In some tabular reports, all the records are not displayed.	It can be possible that the report is configured to show only top N records.	To change the size to “No limit”, edit the report .
In some reports, “Failed to parse query [<filed>]” error is displayed. For instance, the following message says value passed for the field ‘entityType.keyword’ is empty.	In many reports, the query is based on the value selected from the drop-down menu (top left on the dashboard). If Elasticsearch does not have data for that report, then the default value in the drop-down menu shown as “None” which is used by Grafana to make a query. So, it throws such errors.	Verify why the data is missing in Elasticsearch and ensure that the necessary indices exist and also data is being ingested.
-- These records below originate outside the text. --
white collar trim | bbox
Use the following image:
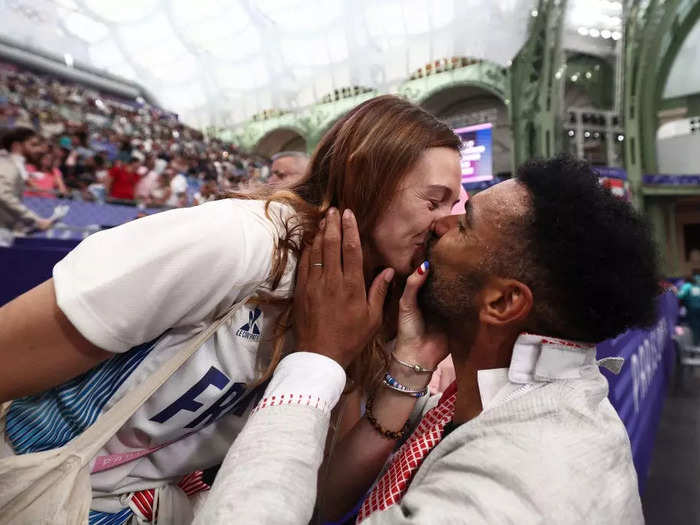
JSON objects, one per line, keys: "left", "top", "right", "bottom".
{"left": 476, "top": 333, "right": 624, "bottom": 410}
{"left": 509, "top": 333, "right": 598, "bottom": 384}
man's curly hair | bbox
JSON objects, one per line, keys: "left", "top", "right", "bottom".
{"left": 511, "top": 155, "right": 660, "bottom": 343}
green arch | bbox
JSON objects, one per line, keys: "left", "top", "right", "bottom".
{"left": 655, "top": 1, "right": 700, "bottom": 106}
{"left": 252, "top": 125, "right": 309, "bottom": 155}
{"left": 232, "top": 113, "right": 308, "bottom": 152}
{"left": 625, "top": 0, "right": 700, "bottom": 205}
{"left": 398, "top": 61, "right": 510, "bottom": 106}
{"left": 302, "top": 91, "right": 379, "bottom": 148}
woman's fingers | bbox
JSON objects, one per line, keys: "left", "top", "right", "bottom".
{"left": 399, "top": 261, "right": 430, "bottom": 314}
{"left": 395, "top": 261, "right": 448, "bottom": 367}
{"left": 397, "top": 261, "right": 430, "bottom": 340}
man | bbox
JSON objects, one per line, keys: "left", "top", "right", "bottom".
{"left": 134, "top": 155, "right": 160, "bottom": 202}
{"left": 106, "top": 157, "right": 141, "bottom": 201}
{"left": 168, "top": 156, "right": 190, "bottom": 207}
{"left": 195, "top": 157, "right": 658, "bottom": 524}
{"left": 678, "top": 271, "right": 700, "bottom": 343}
{"left": 268, "top": 151, "right": 309, "bottom": 187}
{"left": 0, "top": 127, "right": 53, "bottom": 233}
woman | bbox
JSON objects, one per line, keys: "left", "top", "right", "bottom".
{"left": 0, "top": 95, "right": 462, "bottom": 521}
{"left": 24, "top": 152, "right": 68, "bottom": 198}
{"left": 148, "top": 169, "right": 174, "bottom": 207}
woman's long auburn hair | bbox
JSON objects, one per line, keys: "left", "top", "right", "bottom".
{"left": 226, "top": 95, "right": 461, "bottom": 392}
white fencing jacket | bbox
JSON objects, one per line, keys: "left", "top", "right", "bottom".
{"left": 195, "top": 335, "right": 644, "bottom": 525}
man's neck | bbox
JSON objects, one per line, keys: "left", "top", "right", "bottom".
{"left": 449, "top": 329, "right": 519, "bottom": 424}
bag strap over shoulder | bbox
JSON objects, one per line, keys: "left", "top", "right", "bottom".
{"left": 66, "top": 298, "right": 251, "bottom": 465}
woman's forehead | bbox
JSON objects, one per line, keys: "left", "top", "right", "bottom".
{"left": 409, "top": 150, "right": 461, "bottom": 189}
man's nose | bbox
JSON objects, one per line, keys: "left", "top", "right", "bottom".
{"left": 433, "top": 214, "right": 459, "bottom": 237}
VMware Telco Cloud Service Assurance Health Status Pod reports displays empty value for some pods. They indicate that some pods ran for sometime, consumed some CPU and Memory resources, but no longer exist.	The time picker control is hidden by default and the range of this report by default is Last 12h. The reason behind it is, narrow time window loads ElasticSearch with heavy queries.	To select a small range, you can go to the Gear icon on the top right of the reports and uncheck the option Hide time picker and go back to the reports.
If a variable of a reports does not have any value(s) listed or selected when it is opened, grafana displays an error on the report.	NA	It is a default behaviour of grafana report. If empty value of a variable is passed as part of query while fetching the report. If value exists and it is not selected by default then you may select it to query the report data.
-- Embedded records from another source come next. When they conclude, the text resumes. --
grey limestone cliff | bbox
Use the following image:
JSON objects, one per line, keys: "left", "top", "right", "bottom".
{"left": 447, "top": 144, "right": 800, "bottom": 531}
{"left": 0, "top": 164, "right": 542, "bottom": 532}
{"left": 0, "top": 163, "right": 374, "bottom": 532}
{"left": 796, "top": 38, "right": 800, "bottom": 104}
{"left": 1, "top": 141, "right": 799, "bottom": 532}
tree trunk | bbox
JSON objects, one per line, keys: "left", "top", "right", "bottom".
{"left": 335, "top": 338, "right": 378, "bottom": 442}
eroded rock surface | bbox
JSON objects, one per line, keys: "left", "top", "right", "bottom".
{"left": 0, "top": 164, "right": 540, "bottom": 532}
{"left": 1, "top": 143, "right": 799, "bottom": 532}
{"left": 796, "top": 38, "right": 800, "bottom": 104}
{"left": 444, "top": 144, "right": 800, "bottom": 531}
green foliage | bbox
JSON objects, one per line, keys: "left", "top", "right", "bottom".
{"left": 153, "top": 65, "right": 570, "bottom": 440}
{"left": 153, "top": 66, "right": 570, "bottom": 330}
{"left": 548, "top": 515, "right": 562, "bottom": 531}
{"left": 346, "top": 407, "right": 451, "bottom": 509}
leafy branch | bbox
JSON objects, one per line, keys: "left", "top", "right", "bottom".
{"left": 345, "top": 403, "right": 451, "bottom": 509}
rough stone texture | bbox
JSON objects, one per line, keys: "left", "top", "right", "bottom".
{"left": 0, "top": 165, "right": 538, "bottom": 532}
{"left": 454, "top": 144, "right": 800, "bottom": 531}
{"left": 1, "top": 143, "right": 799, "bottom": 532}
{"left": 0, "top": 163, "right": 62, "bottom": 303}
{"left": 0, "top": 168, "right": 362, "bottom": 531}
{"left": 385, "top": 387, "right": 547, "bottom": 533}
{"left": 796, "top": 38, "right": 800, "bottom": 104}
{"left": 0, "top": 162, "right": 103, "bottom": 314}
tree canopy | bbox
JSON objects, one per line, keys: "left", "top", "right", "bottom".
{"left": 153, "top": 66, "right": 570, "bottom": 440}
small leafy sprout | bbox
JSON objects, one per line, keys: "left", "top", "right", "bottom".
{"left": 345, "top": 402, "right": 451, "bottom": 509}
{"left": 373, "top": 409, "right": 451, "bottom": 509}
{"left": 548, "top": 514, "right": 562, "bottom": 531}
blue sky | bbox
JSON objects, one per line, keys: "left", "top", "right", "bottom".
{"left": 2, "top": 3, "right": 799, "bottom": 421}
Dashboard and Report functionality in VMware Telco Cloud Service Assurance provides summary and granular views for the performance metrics and events.	NA	Summary view needs to query large data set across a given Grafana data source to show the summarized global view for all device types and entity types. For example , Data center summary view need to query metrics for all VirtualMachines , Hypervisors within a data center to show the summarized health of all virtual resources. Similarly, other summary views like Network Health & Inventory, etc.. needs all device types and entity types to show the summarized global view of networks. Granular view needs to query smaller set of data for the given Grafana data source with set of filters. For example, health trends of all VirtualMachines for a given Hypervisor or Network health of the selected device type , etc…In case of large deployments, summary view query for a time interval above 1 day would span across raw indices with large data set causing slowness in Elasticsearch read response which intern causes a slowness in report rendering and sometimes timeout errors. In such scenarios, workaround is to point the report to hourly or daily index . It would reduce the data set and allow to achieve the purpose of Summary report for the summarized global view for time interval above 1 day. The flip side with hour or daily index is that , reports wont show any data for time interval less than an hour or day. In that case , switch the index to default raw index to see the reports for time interval less than 1 hr or a day. Granular views with adequate filters won’t have the slowness issue. Grafana data sources for Hour and Day index are pre-created in VMware Telco Cloud Service Assurance for all the supported metrictypes. Simple step to change the data source to point to hour or day index : Edit the report which is experiencing slowness or elasticsearch timeout errors. Select the hour index data source from the datasource dropdown in the query panel. Example if the query points to Network-Interface, select Hour-Network-Interface or Day-Network-Interface. Save the report and refresh.